Abgeordneter Josef LETTENBICHLER (V) beschäftigte sich mit dem Akkreditierungsgesetz und dem Abkommen mit der Republik Korea. Bei ersterem gehe es um die notwendige Verwaltungsvereinfachung durch Schaffung einer einzigen zuständigen Behörde. Das Freihandelsabkommen schaffe einen besseren Marktzugang für Waren und Dienstleistungen und habe bereits zu einer bemerkenswerten Exportsteigerung nach Korea geführt.

Abgeordneter Franz KIRCHGATTERER (S) setzte sich für Auslandspraktika für Lehrlinge ein, die erfreulicherweise in Österreich verstärkt gefördert würden. Es zeige sich daran, dass der Wert des dualen Ausbildungssystems geschätzt werde. Eine gute Ausbildung der Fachkräfte sei schließlich für die Zukunft des Wirtschaftsstandorts von großer Bedeutung.

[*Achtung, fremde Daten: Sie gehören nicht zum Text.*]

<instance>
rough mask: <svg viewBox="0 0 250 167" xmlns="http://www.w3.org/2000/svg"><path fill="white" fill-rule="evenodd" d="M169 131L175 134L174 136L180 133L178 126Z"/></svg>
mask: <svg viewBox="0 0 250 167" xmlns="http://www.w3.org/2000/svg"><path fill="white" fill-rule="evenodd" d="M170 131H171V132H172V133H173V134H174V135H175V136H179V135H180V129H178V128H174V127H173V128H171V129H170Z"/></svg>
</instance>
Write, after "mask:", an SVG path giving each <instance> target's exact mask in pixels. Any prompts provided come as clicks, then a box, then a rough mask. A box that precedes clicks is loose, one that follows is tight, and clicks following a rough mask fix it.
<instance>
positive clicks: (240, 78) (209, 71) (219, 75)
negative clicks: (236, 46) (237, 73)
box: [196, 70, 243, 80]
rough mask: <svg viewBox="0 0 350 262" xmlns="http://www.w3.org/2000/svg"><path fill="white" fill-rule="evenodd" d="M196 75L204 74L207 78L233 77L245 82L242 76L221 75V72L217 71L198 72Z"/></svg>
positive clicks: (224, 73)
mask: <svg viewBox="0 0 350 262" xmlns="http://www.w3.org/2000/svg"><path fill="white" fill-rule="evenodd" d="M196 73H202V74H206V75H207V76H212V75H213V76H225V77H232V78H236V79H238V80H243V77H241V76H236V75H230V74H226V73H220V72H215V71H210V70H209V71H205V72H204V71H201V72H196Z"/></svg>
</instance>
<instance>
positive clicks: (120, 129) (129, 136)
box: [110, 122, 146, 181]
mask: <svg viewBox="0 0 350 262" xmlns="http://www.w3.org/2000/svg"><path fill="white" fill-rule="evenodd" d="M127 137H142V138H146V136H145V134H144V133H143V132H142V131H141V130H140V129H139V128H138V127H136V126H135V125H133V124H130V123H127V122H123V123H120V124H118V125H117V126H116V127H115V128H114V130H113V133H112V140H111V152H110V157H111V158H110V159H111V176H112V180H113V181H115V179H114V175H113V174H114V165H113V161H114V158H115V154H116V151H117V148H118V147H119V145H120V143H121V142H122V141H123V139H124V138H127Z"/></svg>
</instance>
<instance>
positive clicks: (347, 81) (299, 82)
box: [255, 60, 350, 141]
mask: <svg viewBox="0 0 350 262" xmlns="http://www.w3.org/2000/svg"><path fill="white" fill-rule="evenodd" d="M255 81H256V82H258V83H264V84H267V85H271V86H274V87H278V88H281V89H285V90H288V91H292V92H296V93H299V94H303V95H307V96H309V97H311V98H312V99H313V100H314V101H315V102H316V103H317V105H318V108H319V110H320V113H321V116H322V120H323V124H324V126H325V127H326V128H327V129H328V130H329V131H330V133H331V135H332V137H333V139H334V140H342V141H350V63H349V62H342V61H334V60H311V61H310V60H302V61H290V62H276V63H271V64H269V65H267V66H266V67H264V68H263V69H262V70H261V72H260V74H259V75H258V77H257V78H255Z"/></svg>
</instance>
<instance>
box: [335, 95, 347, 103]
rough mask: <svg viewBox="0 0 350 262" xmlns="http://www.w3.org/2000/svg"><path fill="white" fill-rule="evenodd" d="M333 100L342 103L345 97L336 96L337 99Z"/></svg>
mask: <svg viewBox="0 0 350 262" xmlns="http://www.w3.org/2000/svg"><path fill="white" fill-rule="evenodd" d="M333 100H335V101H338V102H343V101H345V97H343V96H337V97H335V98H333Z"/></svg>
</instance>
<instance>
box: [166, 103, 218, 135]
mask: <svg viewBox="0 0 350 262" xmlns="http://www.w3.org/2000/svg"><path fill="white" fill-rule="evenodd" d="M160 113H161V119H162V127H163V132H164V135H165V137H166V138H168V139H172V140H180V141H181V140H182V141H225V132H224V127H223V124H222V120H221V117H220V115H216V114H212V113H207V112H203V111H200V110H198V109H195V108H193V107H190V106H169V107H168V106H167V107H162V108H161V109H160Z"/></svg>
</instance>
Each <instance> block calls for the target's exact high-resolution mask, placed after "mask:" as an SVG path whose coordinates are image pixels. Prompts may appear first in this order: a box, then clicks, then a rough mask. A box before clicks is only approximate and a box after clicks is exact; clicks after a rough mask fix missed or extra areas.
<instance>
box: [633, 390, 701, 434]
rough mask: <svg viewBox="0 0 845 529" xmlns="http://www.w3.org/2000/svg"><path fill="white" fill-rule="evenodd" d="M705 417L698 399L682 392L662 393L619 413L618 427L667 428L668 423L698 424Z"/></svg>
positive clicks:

Kirchgatterer verwies auf die positive Handelsbilanz Österreichs mit Korea. Auch das sei ein Erfolg österreichischer Facharbeit.

In der Abstimmung wurde das Akkreditierungsgesetz 2012 einstimmig angenommen. Die Änderung des Vermessungsgesetzes wurde mehrheitlich angenommen. Auch die Zustimmung zum Freihandelsabkommen zwischen den Mitgliedsstaaten der EU und der Republik Korea erfolgte mehrheitlich.